Парень подсказал мне, где найти чертежи, и уже через пару дней я вечером объявил жене, что буду из нашего скромного бюджета откладывать каждый месяц по три рубля на постройку дельтаплана; жена, привыкшая к моим странностям, съязвила, что «дельтаплан, конечно, дешевле, чем самолет», и ушла в свою комнату, а я всю ночь просидел над чертежами; вскоре у меня была готова полная деталировка, я пошел в мастерские и заказал знакомому токарю два фланца из легкого титана, а сам подыскал дюралевую трубу, разметил ее и отпилил нужный кусок; после работы я принес его домой; когда жена и дети улеглись, уединился на кухне, крепко взялся за трубу обеими руками и, понимая, что это — ребячество, закрыл глаза, но увидел только мельтешившие в темноте белые точки — верный признак нервного переутомления, как я уже знал от врачей; зато ночью, во сне, я собрал свой дельтаплан и с балкона смело ринулся вниз и полетел над плоскими крышами высотных домов, над лесом, сверху похожим на спутанное ветром поле незрелой пшеницы; наконец, увидел провалившуюся возле самого конька крышу маминого дома и обрадовался тому, что его еще не разобрали на дрова; с той ночи, стоило мне закрыть глаза, как я мог часами парить над полями и лесами, но заканчивался полет почему-то всегда возле знакомого, полуразвалившегося дома, в его тихом дворе, в лопухах которого, положив на плечи голубые погоны, я впервые ощутил себя крылатым.
1985
Поздняя картошка
Олег сидел на верхней ступеньке крыльца, кособокого, вросшего в землю; в березовой роще кричали грачи, и серый туман сумерек, казалось, был прошит, простеган острыми иглами криков, стал плотным, придавил запотевшие крыши деревенских изб, укутал голые, наверное, продрогшие за ветреный день кусты смородины и крыжовника в огородах и мягко, масляно потерся о сухие еще, испускавшие желтый лучистый свет окна.
Олег поплотнее запахнул широкие полы ветхой шинели, терпко пахнущей молодым, неслежавшимся сеном; она висела в сарае в окружении решет, цепов, граблей, чистая, аккуратно заштопанная на локтях, словно несколько минут назад оставленная тут хозяином.
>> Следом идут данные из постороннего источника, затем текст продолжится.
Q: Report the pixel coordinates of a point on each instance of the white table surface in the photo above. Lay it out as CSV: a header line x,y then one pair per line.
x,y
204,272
И когда Олег попросил ее у хозяйки, Марьи Федоровны, то она, юркая, словоохотливая, недоверчиво заглянула ему в лицо белесыми, словно бы застиранными глазами и, как ему уже потом, день, наверное, спустя, подумалось, прочла по нему то, о чем он лишь догадывался, да и то смутно, и раздумчиво сказала: «Возьми, милай, раз охота такая, возьми».
От этого скрипучего «возьми», похожего на скрип дверей и половиц и мягкого, протяжного «милай» пахнуло чем-то стародавним, знакомым, хранящимся, наверное, на тех самых высоких полочках памяти, до которых мы, к сожалению, редко дотягиваемся сами, чаще берем то, что лежит под рукой. «Наверное, моя бабушка так говорила», — подумал Олег, хотя не помнил ее, но из рассказов матери знал, что бабушка, больная, распухшая от военного голода, сажала его на колени и разговаривала с ним подолгу, как со взрослым, чем пугала соседей, живших за тонкой дощатой переборкой; им казалось, что бабушка от голода «тронулась».
Олегу захотелось войти в избу, зажечь керосиновую лампу с пожелтевшим, вырезанным из обоев абажуром, присесть к дощатому столу напротив Марьи Федоровны и, по-купечески потягивая из блюдца чуть горчащий мятный чай, завести с ней неспешную беседу.
«О чем же ты будешь говорить?.. — иронично усмехнулся Олег и колючим, небритым подбородком потерся о свалявшийся, когда-то жесткий воротник шинели. — Хочешь, чтобы тебя пожалели, обласкали?..»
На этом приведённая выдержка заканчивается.